A homeless man is lucky to be alive after using a camping stove to stay warm inside an abandoned South Ruckle cabin Thursday night, Oct. 22. A neighbour phoned 911 after noticing smoke coming out an upstairs window.
Deputy Fire Chief Rich Piché said the man could have succumbed to carbon monoxide poisoning after sleeping in a cramped loft next to the stove, which he’d sued to burn paper. The man had covered the flames using an upturned metal bowl.
Fallen ash had settled on a piece of folded cardboard used to prop up the stove, which Piché said was “absolutely” a fire risk. Burning fuel in a confined space can easily generate lethal amounts of carbon monoxide, he warned.
Mayor Brian Taylor and Capital Program Manager Justine Dinsdale confirmed that city hall bought the cabin under the auspices of the Disaster Mitigation & Adaptation Fund (DMAF) last Spring.
Dinsdale said South Ruckle homes owned by the city had been broken-in to recently but said he wasn’t aware that people had been living in vacant homes before Friday, Oct. 23.

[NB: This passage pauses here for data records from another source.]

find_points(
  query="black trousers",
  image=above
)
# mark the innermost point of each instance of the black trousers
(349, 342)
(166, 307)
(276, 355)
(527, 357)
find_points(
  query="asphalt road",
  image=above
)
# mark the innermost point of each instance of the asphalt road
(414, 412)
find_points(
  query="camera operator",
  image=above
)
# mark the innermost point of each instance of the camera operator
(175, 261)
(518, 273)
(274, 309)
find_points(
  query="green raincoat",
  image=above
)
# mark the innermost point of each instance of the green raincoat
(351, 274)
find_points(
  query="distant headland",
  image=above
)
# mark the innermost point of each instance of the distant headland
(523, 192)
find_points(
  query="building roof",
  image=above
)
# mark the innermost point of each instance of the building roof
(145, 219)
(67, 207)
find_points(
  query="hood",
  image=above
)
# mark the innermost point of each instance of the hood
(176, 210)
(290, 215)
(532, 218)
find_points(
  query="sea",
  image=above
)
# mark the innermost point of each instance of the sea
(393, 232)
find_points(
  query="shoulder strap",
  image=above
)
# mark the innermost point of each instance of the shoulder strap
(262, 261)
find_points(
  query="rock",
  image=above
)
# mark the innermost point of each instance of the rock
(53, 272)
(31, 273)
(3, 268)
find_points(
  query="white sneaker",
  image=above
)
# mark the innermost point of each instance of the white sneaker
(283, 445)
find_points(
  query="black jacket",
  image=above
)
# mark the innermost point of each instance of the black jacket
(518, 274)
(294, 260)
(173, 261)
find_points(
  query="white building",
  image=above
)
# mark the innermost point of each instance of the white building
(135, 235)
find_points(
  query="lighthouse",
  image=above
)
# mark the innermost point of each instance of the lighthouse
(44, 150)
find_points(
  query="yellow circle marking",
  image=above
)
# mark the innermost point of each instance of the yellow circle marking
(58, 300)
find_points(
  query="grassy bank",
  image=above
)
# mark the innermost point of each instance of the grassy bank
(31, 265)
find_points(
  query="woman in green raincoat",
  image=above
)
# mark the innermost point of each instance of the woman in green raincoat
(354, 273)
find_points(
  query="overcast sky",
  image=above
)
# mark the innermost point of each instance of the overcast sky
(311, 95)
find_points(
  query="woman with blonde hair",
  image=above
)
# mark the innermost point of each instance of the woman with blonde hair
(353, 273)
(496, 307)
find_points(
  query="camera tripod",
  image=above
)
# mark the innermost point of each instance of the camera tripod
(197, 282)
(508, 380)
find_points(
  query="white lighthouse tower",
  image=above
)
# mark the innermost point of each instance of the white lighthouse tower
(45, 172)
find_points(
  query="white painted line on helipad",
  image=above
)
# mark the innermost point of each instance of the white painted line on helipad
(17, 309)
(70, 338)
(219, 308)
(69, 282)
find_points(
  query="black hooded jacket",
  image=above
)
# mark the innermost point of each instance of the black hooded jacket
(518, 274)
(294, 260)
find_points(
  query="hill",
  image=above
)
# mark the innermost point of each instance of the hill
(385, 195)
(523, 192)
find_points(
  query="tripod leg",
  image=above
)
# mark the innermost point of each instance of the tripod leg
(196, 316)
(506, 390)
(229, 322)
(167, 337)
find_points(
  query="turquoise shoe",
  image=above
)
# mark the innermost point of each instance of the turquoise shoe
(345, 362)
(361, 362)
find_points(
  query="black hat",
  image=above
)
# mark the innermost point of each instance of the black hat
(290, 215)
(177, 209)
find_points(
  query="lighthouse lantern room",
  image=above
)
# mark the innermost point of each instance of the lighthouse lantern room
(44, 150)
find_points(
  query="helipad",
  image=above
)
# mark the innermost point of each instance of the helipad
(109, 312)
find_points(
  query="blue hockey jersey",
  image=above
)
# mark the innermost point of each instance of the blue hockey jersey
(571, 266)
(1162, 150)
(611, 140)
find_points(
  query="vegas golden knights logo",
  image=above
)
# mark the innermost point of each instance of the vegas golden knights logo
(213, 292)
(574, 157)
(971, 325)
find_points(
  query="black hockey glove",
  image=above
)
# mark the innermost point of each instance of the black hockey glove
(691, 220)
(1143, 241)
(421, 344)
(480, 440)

This is the third year in-a-row that Grand Forks has not set up an emergency homeless shelter before freezing temperatures hit city streets, Taylor told The Gazette.
“It makes me ashamed to be mayor of a community that can’t take care of its most vulnerable citizens,” he said.
BC Housing has asked city council for a permit that would allow the agency to fund an extreme winter shelter out of the old Hardy View Lodge near Boundary Hospital. Council will decide whether or not to grant the permit at a special meeting at city hall Wednesday, Nov. 3.